Bharti Fulmali: Selected for India, scrutinised for her appearance
Bharti Fulmali's selection reignited a familiar debate: why are women athletes still judged by their looks rather than their performances?
Bharti Fulmali (Photo credit: BCCl)
"Strong doesn't look one way."
When Olympic rugby player Ilona Maher said those words, she was speaking from experience. Despite becoming one of the faces of women's rugby, Maher has spent years confronting comments about her size, her build and her appearance rather than her performances.
Thousands of kilometres away, and in a completely different sport, Indian cricketer Bharti Fulmali knows that feeling all too well.
In less than 48 hours, India will begin its Women's T20 World Cup campaign. The tournament represents the pinnacle of the format, the stage every cricketer dreams of reaching. For Fulmali, it is also the culmination of a journey that has taken her back into the national team after years on the fringes.
The 30-year-old made her international debut against England in 2019. Her return to the spotlight has been earned through performances. During the 2026 Women's Premier League, Fulmali scored 92 runs in four innings for Gujarat Giants at a staggering strike rate of 191.66, establishing herself as one of the competition's most destructive finishers.
These are the numbers that should define the conversation around her.
Instead, when India's World Cup squad was announced, a section of social media focused on something else entirely.
Her appearance.
The comments ranged from mockery to outright abuse. Some questioned whether she belonged in the Indian team. Others crossed an even darker line, making remarks about whether she should be allowed inside the women's dressing room or hotel. Some of the comments crossed into outright cruelty, questioning not just her ability, but whether she belonged in the women’s team at all.
This is not criticism. It is dehumanisation.
Perhaps the most heartbreaking part is that Fulmali herself has spoken about the impact such comments have on athletes.
In a conversation with Gujarat Giants earlier this year, she admitted that while there are supportive messages, the negativity is impossible to ignore.
"When I look at the comment section, there is a lot of hate. Of course, there are good comments as well, but the percentage is a bit low. So it does affect you a little. It does hurt your feelings."

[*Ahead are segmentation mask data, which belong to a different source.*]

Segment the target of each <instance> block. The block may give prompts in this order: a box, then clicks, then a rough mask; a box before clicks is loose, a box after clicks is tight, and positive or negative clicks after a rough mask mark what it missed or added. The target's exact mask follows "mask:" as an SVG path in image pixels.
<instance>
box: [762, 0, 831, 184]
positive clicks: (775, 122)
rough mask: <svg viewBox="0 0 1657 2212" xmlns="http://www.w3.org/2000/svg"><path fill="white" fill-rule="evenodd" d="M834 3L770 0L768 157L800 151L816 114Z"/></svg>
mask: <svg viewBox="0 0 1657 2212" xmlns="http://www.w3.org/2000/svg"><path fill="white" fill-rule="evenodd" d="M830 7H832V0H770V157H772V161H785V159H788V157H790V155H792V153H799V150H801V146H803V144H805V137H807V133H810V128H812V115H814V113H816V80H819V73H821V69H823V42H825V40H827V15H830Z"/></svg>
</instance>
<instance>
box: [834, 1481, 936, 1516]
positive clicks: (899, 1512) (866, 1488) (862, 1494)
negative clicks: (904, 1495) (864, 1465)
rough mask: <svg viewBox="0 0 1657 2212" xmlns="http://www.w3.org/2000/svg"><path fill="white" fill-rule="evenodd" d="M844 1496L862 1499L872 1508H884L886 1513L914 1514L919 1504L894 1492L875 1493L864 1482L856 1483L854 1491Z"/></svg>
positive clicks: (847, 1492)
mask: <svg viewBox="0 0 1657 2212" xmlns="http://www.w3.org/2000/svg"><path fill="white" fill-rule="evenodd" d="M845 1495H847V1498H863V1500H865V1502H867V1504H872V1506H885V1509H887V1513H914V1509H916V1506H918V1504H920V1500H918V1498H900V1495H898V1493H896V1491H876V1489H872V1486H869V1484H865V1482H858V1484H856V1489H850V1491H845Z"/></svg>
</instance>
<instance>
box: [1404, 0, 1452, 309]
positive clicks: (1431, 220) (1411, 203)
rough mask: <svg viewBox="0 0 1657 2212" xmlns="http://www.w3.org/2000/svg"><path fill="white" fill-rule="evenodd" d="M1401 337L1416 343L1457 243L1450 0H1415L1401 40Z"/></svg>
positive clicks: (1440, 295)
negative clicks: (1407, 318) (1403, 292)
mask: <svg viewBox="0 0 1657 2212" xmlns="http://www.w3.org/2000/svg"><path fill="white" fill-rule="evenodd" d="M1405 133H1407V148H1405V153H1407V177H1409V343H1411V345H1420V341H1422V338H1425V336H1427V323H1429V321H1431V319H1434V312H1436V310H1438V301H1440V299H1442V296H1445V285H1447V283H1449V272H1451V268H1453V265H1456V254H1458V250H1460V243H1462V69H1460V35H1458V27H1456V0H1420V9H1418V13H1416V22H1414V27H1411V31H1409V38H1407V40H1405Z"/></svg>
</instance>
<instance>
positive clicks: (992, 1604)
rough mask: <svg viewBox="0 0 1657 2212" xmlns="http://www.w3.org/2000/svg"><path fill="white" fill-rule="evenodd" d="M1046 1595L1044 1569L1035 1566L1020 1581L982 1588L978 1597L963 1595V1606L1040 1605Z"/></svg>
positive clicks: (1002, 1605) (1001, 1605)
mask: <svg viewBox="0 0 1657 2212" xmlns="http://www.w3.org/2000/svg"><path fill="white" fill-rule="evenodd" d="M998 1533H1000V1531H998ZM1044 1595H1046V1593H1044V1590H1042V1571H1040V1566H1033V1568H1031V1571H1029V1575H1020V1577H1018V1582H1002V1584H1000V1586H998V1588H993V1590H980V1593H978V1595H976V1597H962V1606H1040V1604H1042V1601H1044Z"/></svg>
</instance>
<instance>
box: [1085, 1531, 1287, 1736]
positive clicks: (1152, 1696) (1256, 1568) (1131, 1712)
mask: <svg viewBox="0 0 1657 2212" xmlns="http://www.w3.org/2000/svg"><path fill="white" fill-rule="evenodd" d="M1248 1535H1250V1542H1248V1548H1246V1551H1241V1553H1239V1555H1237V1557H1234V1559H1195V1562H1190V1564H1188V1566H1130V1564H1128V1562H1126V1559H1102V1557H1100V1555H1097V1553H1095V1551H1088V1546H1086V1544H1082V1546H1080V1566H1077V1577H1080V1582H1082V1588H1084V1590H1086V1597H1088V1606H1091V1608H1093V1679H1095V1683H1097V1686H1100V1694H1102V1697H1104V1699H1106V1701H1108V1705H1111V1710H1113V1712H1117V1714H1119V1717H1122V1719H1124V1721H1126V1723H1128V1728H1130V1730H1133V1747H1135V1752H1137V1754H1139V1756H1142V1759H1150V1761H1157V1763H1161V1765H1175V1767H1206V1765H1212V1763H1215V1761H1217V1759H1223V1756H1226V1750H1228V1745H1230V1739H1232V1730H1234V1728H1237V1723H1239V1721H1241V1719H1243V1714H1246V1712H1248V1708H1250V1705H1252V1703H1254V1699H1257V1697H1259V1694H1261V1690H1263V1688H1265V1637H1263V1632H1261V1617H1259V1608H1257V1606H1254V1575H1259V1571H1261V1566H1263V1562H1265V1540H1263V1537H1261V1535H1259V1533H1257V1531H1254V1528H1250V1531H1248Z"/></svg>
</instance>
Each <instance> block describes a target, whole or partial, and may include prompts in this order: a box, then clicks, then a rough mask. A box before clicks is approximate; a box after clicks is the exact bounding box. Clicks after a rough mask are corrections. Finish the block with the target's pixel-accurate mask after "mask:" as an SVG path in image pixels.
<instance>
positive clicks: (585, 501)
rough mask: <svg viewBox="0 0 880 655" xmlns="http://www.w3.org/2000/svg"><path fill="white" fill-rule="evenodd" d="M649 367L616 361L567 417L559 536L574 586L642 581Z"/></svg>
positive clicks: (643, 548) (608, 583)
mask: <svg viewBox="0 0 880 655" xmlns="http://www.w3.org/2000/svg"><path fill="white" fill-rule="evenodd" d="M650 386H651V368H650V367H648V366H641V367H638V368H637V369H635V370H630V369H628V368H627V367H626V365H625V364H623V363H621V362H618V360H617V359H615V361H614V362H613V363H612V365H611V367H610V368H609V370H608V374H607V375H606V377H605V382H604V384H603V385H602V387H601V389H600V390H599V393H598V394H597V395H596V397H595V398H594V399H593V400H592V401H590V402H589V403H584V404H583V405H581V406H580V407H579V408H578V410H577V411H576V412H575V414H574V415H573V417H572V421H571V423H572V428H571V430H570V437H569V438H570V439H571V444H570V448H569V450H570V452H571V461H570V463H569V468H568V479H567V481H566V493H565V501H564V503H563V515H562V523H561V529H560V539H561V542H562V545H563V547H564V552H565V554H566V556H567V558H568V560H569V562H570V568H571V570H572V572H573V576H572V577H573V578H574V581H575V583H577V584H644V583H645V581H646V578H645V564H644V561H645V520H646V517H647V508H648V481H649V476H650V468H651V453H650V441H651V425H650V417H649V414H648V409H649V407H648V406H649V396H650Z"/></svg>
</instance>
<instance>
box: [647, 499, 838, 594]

The honesty of that statement matters because athletes are often expected to pretend that abuse does not affect them. As though reaching the highest level of sport somehow makes a person immune to cruelty.
The episode was disappointing. It was also depressingly familiar.
For decades, women athletes have been subjected to a form of scrutiny that male athletes rarely encounter. Their performances are analysed, certainly. But so are their bodies, their facial features, their clothing, their weight and, at times, even their femininity.
The phenomenon cuts across sports and generations.
Sprinter Dutee Chand found herself at the centre of global conversations about femininity and eligibility. Tennis icon Sania Mirza spent years navigating commentary about her clothing and appearance that often overshadowed discussions of her achievements.
Former badminton player Jwala Gutta repeatedly questioned why women athletes were held to standards that their male counterparts were spared.
Even among today’s athletes, the experience persists.
Indian discus thrower Krishna Jayasankar recently reflected on growing up feeling alienated because she did not fit society’s expectations of what an Indian woman should look like.
“I was body-shamed in school and everywhere else because I did not fit the realm of what an Indian woman looked like,” she had told The Bridge.
Her story reveals something important. The issue is not confined to social media trolls. It begins much earlier. It begins in classrooms, homes, changing rooms and everyday conversations.
Long before an athlete steps onto an international stage, she is often learning that society has opinions about how her body should look.
The irony, of course, is that elite sport rewards qualities that society does not always celebrate in women.
Broad shoulders help swimmers. Powerful legs help sprinters. Muscular frames help throwers. Strength helps virtually every athlete.
Yet many women spend years being criticised for possessing the very characteristics that make them successful.
This is why Bharti Fulmali’s experience matters.
Not because she is the first athlete to face such comments. Sadly, she is not.
It matters because it reminds us that women’s achievements are still too often filtered through the lens of appearance.
No one looks at a male cricketer’s team photograph and asks whether he looks good enough to play for India.
No one debates whether a male athlete’s facial features align with society’s expectations. Their place in sport is validated by performance.
Women athletes deserve the same standard.
The scoreboard does not care what an athlete looks like. The stopwatch does not measure beauty. A cricket ball does not change direction because a batter fits somebody’s definition of femininity.
Sport, at its purest, rewards ability. Perhaps it is time our conversations did too.